Yo, al escuchar de aquello, quedé bastante intrigado. Fue ahí que me contaron todo a detalle...
—Tiene su caballo adiestrado... —indicó Roberto—. Si se le cruza una, la bestia se abalanza hacia ella hasta que ya no se mueve más.
Aquel día nos quedamos hasta ver el ocaso desde los cerros. La puesta de sol fue magnífica.
Cuando ya se nos hizo tarde, comenzamos el tramo de regreso, bajando por los senderos.
La oscuridad de esos bosques comenzaba a bañarlo todo. Solo el cielo estaba crepúsculo; lo que de día era tan bello como una pintura, de noche pasaba a ser espeluznante.
De pronto, tuvimos que pasar obligadamente por un acantilado, cuyo camino en sus orillas era muy estrecho. Hacia abajo, solo había árboles.
Se decía que las sombras entremedio de ellos podían confundir la vista... Y lo afirmo, pues yo creí ver la silueta de una muchacha, que nos miraba desde la espesura; juraría que era rubia, y estuve seguro que sus intensos ojos eran azules o verdes; vestía de arapos, o al menos eso parecía, pero su tez blanca se distinguía con especial brillo.
Al llegar a la salida de los bosques, les conté aquello que vi, y fue entonces que Sergio comenzó a relatar:
—Cuando la colonización de los españoles estaba comenzando en esta zona, varios soldados dejaron en sus bitácoras registros de haber avistado a una muchacha con esa descripción en lugares inaccesibles por el hombre.
》Tú afirmas que la viste entre los árboles del acantilado y, para que alguien pudiese llegar ahí, tendría que contar con herramientas de alpinista; de otro modo es imposible.
Pasaron los días, y yo fui de incursión nuevamente al cerro mirador.
Sí, lo hice solo; quería recorrer los senderos y disfrutar de la naturaleza.
Cuando el camino principal terminaba, en la falda del cerro, se cruzó algo por mi camino. Era... ¡una culebra!
La vi reptar, mientras atravesaba el camino desde un extremo a otro. Sus escamas eran verdes y brillantes, y era dueña de un tamaño considerable, comparada con las que antes yo había presenciado.
De pronto, casi llegando al otro lado, se detuvo, y levantó su cabeza para mirarme; por alguna razón, mi espalda se comenzó a sentir helada, y mis movimientos no respondían; un miedo se fue apoderando de mi ser lentamente.
Yo sabía que en mi país no existen culebras venenosas, pero a pesar de eso, mi temor no disminuía.
Observé que sacó su lengua un par de veces, y luego, poco después, reanudó su paso.
Los lugareños hablaban mucho de raros avistamientos con aquella culebra, más grande que las otras. Se decía que los aborígenes que habían habitado antes la región, los Promaucaes, la consideraban sagrada.
Yo, con un pánico que todavía no cesaba en mí, me arrepentí de mi viaje, y comencé mi camino de vuelta.

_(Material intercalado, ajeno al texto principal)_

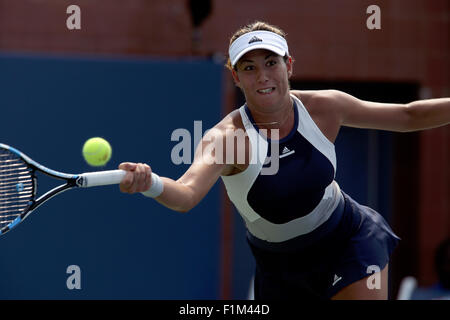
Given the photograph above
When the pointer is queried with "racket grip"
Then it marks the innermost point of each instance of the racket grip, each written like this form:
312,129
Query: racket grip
101,178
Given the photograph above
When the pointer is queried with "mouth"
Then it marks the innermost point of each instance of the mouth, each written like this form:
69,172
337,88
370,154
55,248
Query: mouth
266,90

Iba llegando a la entrada del bosque, y de pronto, vi al mismo tipo... Sí, al jinete armado que nos encontramos en el cerro, en días anteriores; venía en su caballo, quizás luego de haber visitado las tabernas del pueblo.
Yo lo saludé respetuosamente y con ímpetu, pero él solo movió su cabeza en respuesta, sin dejar su seriedad característica, pasando a mi lado para continuar su retorno a casa.
De pronto, una preocupación invadió mi ser; aquel hombre ha matado a toda culebra que se le cruza, y es obvio que iba a hacerle lo mismo a esa más grande si la llegaba a ver; lo haría déspotamente, sin cansancio o algún miramiento, y solo se iba a detener hasta destrozarla.
Aprovechándome de que el hombre iba a paso lento, corrí por la espesura en los costados, calculando poder interceptar al reptil antes de que el jinete llegara, para así espantarle de algún modo, y salvar su vida.